Recientemente he tenido ocasión de abusar de los powerpoints. Es fácil, con ellos, mostrar esquemas, conceptualizar, definir y deslindar problemas (hasta cierto punto). Es fácil con ellos lograr llevar de la mano a la audiencia, incluso de Málaga a Malagón. Es fácil, con ellos, deslumbrar, porque el powerpoint tiene un componente visual que atrae (y que distrae).  Jugando con sus potencialidades, todo puede expresarse. Pero siempre de manera concisa, superficial, liviana, digerible. Powerpoint es al management lo que la McBurguer a la gastronomía: un sucedáneo que da el pego, un pobre sucedáneo que llena pero que no se degusta. Muy americano.

Es fácil de utilizar y a la vez es útil: a menudo las cosas complicadas se aprecian mejor en bosquejos que, forzosamente por ser apenas bosquejos, han de dejar aspectos relevantes fuera de la atención de la audiencia, que va guiada de slide en slide hasta la abulia total, como en esas películas aburridas que solamente atraen la atención por las argucias técnicas de su arte (plano, contraplano, traveling…) sin comunicar nada.

Powerpoint fue desarrollado como herramienta de ventas. La venta, básicamente, es un mensaje. Con Powerpoint el mensaje se podía hacer ameno, podía ilustrarse, glosarse, complementarse, resumirse… Y su éxito extendió su uso a todos los ámbitos. Incluso al de la política. A la administración estratégica. A los militares. A la enseñanza…
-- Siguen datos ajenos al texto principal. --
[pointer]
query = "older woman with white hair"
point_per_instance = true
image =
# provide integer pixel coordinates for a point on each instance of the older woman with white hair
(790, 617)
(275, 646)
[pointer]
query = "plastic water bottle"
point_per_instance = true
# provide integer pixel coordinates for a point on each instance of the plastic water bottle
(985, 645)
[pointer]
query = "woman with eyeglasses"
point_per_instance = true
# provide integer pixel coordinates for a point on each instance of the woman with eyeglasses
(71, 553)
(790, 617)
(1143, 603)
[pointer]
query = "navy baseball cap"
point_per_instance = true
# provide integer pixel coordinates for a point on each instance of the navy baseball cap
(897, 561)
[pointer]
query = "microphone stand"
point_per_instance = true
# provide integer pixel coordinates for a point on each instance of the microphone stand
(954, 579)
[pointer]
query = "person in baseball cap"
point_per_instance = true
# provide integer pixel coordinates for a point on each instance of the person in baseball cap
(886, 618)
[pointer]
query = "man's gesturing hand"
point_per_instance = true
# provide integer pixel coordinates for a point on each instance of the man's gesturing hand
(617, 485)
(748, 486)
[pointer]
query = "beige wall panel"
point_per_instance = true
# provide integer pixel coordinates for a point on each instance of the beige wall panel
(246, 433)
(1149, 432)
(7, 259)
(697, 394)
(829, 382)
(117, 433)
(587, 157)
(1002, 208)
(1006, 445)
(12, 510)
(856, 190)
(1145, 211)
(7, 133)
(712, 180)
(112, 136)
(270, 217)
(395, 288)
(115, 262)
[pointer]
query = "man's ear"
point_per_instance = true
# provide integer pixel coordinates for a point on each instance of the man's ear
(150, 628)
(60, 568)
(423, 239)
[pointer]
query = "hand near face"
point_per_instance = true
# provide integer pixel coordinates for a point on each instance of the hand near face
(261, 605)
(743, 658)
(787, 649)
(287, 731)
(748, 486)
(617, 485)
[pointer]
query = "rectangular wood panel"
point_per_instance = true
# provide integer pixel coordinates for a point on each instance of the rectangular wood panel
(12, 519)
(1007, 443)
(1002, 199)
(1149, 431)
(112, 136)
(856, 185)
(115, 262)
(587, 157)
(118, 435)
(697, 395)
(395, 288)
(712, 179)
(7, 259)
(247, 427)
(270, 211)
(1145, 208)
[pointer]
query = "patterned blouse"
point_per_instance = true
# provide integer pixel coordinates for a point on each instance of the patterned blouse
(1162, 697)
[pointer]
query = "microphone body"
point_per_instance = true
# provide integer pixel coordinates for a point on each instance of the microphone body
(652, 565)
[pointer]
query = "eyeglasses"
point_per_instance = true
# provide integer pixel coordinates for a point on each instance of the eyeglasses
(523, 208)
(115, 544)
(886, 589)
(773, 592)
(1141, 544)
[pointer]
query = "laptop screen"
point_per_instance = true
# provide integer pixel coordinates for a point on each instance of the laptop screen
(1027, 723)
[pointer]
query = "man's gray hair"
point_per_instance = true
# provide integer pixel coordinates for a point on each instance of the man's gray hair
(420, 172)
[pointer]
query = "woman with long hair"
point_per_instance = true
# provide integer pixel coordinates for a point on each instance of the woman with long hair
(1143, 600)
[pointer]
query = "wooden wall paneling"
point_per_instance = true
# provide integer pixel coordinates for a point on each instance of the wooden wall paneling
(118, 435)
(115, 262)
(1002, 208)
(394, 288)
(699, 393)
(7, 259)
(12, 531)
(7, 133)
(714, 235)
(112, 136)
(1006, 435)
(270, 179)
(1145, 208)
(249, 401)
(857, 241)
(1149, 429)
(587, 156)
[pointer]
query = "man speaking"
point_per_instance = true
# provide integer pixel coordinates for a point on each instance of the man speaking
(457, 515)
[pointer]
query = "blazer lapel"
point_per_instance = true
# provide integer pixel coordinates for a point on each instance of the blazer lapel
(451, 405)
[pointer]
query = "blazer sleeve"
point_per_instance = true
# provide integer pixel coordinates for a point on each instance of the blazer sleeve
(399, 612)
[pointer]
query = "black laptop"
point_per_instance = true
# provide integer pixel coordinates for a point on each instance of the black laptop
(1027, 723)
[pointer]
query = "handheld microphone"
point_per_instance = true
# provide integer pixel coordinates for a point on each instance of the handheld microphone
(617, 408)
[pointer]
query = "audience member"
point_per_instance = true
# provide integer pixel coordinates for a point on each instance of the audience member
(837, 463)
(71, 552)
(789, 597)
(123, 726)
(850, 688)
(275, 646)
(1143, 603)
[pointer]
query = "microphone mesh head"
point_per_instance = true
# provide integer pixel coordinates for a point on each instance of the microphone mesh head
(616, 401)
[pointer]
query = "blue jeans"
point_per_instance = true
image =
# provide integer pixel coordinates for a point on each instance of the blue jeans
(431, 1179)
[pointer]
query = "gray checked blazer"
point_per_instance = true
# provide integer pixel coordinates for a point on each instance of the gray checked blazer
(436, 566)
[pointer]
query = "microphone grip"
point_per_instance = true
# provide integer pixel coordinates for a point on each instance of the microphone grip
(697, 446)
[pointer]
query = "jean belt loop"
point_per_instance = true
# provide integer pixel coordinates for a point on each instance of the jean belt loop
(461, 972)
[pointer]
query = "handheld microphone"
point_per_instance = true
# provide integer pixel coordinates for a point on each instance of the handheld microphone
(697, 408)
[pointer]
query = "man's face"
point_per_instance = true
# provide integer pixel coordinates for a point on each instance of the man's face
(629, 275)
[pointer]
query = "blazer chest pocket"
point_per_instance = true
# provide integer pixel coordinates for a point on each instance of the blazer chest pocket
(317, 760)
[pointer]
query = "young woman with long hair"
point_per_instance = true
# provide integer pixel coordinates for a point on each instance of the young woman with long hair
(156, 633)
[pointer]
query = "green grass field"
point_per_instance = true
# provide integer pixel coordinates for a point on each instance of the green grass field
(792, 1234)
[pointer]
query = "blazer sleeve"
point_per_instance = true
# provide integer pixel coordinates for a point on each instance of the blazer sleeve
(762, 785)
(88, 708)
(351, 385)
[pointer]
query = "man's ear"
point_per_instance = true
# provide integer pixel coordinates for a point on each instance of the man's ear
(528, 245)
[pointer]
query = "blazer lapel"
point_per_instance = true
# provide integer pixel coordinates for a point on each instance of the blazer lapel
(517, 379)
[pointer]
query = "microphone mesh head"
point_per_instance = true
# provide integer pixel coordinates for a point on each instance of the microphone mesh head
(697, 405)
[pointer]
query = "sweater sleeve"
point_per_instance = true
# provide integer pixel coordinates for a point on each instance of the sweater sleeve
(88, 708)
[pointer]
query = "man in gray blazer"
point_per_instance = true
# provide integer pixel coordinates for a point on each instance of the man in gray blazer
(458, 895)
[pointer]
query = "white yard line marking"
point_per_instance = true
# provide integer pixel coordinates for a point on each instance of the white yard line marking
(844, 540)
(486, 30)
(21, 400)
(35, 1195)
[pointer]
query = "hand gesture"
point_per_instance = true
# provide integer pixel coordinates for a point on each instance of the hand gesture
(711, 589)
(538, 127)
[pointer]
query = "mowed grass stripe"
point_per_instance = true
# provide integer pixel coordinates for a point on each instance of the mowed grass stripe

Y así hemos llegado al punto, al powerless point (¿o al pointless power?), de nuestra civilización de pacotilla donde no se ahonda, donde todo se resume en frases ingeniosas carentes de ninguna enjundia, rosarios de razones sin hilvanar como píldoras derramadas del pastillero de la abuela, gráficos de colorines, tablas confundidoras (véase aquí un ejemplo ilustrativo), conclusiones zahirientes y sin marcha atrás (como las películas malas). Marketing todo. La venta, hacer llegar el mensaje (sea cual sea éste, si es que hay alguno), es el único fin. Hacer pensar, no; debatir, no; estimular la colaboración en los equipos, tampoco. Y ya se sabe: Si el poder corrompe, el powerpoint corrompe absolutamente.

Así que atentos: del mismo modo que no debe abusarse de la comida basura, no hagamos abuso de los powerpoints. Volvamos, pues, a la dieta mediterránea del pensar, del interactuar, que serían las charlas peripatéticas sin orden del día y una higuera para dar sombra a la charla mientras el sol recorre el cielo.